Merck expects the new actions to yield about $2.5 billion in annual cost savings by the end of 2015. About half of the cuts are to come from R&D and half from marketing and administration. “This is not a change in our strategy. This is all about greater focus and generating greater operational efficiencies,” CEO Kenneth C. Frazier told stock analysts on Oct. 1.

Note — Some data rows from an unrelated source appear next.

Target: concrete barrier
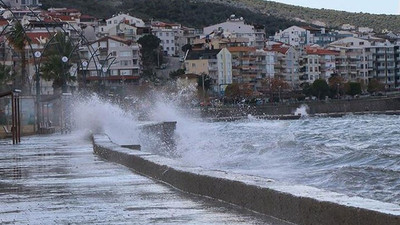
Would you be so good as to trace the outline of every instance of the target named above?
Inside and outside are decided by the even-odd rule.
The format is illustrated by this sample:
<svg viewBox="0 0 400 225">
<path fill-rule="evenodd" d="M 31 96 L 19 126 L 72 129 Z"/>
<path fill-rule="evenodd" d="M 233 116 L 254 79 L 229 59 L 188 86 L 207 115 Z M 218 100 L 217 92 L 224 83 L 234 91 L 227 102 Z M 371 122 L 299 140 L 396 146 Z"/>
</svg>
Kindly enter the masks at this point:
<svg viewBox="0 0 400 225">
<path fill-rule="evenodd" d="M 182 191 L 220 199 L 300 225 L 399 225 L 400 206 L 255 176 L 187 167 L 93 135 L 94 152 Z"/>
</svg>

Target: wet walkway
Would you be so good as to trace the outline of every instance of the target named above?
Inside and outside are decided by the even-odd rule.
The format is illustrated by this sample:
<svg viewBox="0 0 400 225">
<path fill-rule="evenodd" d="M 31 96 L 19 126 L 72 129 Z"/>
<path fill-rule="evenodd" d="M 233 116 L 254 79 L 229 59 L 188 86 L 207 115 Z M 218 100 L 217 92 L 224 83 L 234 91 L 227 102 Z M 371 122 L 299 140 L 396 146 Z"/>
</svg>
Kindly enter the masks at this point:
<svg viewBox="0 0 400 225">
<path fill-rule="evenodd" d="M 0 224 L 276 224 L 103 161 L 70 136 L 0 141 Z"/>
</svg>

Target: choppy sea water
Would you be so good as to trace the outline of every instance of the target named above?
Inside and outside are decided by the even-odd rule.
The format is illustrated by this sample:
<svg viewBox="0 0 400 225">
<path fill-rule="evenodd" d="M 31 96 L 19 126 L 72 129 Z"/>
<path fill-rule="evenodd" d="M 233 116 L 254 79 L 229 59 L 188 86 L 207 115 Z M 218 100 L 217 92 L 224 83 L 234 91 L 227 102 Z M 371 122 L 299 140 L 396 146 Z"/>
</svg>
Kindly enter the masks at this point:
<svg viewBox="0 0 400 225">
<path fill-rule="evenodd" d="M 178 120 L 176 133 L 188 165 L 400 204 L 400 116 Z"/>
</svg>

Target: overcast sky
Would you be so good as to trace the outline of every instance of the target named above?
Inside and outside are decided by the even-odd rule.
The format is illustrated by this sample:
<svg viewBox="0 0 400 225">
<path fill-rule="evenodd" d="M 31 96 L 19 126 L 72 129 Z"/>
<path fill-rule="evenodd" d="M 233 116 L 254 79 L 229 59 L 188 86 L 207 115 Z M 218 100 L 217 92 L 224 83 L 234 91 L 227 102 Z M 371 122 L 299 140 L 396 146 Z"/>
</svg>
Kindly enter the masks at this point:
<svg viewBox="0 0 400 225">
<path fill-rule="evenodd" d="M 376 14 L 400 13 L 399 0 L 272 0 L 291 5 L 312 8 L 344 10 L 349 12 L 367 12 Z"/>
</svg>

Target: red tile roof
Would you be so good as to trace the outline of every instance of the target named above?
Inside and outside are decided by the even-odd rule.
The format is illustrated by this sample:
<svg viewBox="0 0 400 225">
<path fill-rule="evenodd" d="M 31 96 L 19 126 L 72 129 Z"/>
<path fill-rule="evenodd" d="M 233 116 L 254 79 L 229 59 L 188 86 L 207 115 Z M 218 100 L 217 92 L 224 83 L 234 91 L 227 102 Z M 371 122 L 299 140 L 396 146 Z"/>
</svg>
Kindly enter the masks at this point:
<svg viewBox="0 0 400 225">
<path fill-rule="evenodd" d="M 228 50 L 230 52 L 255 52 L 256 48 L 255 47 L 228 47 Z"/>
<path fill-rule="evenodd" d="M 338 51 L 311 47 L 306 48 L 306 53 L 308 55 L 339 55 Z"/>
<path fill-rule="evenodd" d="M 40 44 L 39 40 L 49 39 L 51 34 L 48 32 L 28 32 L 26 33 L 32 44 Z"/>
</svg>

The downsizing is also not driven by any single immediate issue, Frazier said. However, the company recently experienced regulatory setbacks with two experimental compounds, the anesthesia drug sugammadex and the insomnia drug suvorexant, and major products face generic competition. “Slowing growth in key markets, combined with research disappointments and regulatory delays, requires us to change how we are going to move forward,” Frazier said.
Merck held out longer than other big pharma firms in restructuring and cutting jobs, according to Richard M. (Erik) Gordon, a University of Michigan business professor who follows the pharmaceutical industry. But companies that grew huge on the success of one-time blockbuster drugs “have no choice, because they can’t support the old cost structure,” he says.
Merck’s downsizing will be accompanied by a sharper commercial and research focus. R&D will be aimed at diabetes, acute hospital care, vaccines, and oncology. Key programs will include Alzheimer’s disease, hepatitis C, vaccines, and immunotherapy for cancer.
Merck R&D head Roger M. Perlmutter, who joined the company in April and made sweeping changes in R&D management the following month, told analysts that he is “never satisfied” with R&D productivity and the company’s drug development pipeline. Savings will come from pruning the R&D portfolio, discontinuing or out-licensing selected late-stage projects, and increasing the number of externally sourced programs.
“We are focusing our resources on our most important programs, and we’re eschewing distraction,” Perlmutter said. “The reality is we are reducing our budget and doing less work.” His goal is to ensure that “every dollar, every hour spent by each individual is spent on something that really matters in terms of advancing innovative therapies.”
Perlmutter said he can already see a change at Merck. “There is a sense of forward progress and emerging energy that I think you’ll see accelerate over the next few years.”
Although cost cutting may have been needed, science still matters, Gordon cautions. After years of relatively easy successes, the drug industry is left facing the most-difficult-to-treat diseases, such as refractory cancers and Alzheimer’s, he says. “And they’re going to be attacking that task with fewer scientists.” That is “not good news,” Gordon says, for the industry, for employees, or for patients waiting for a cure.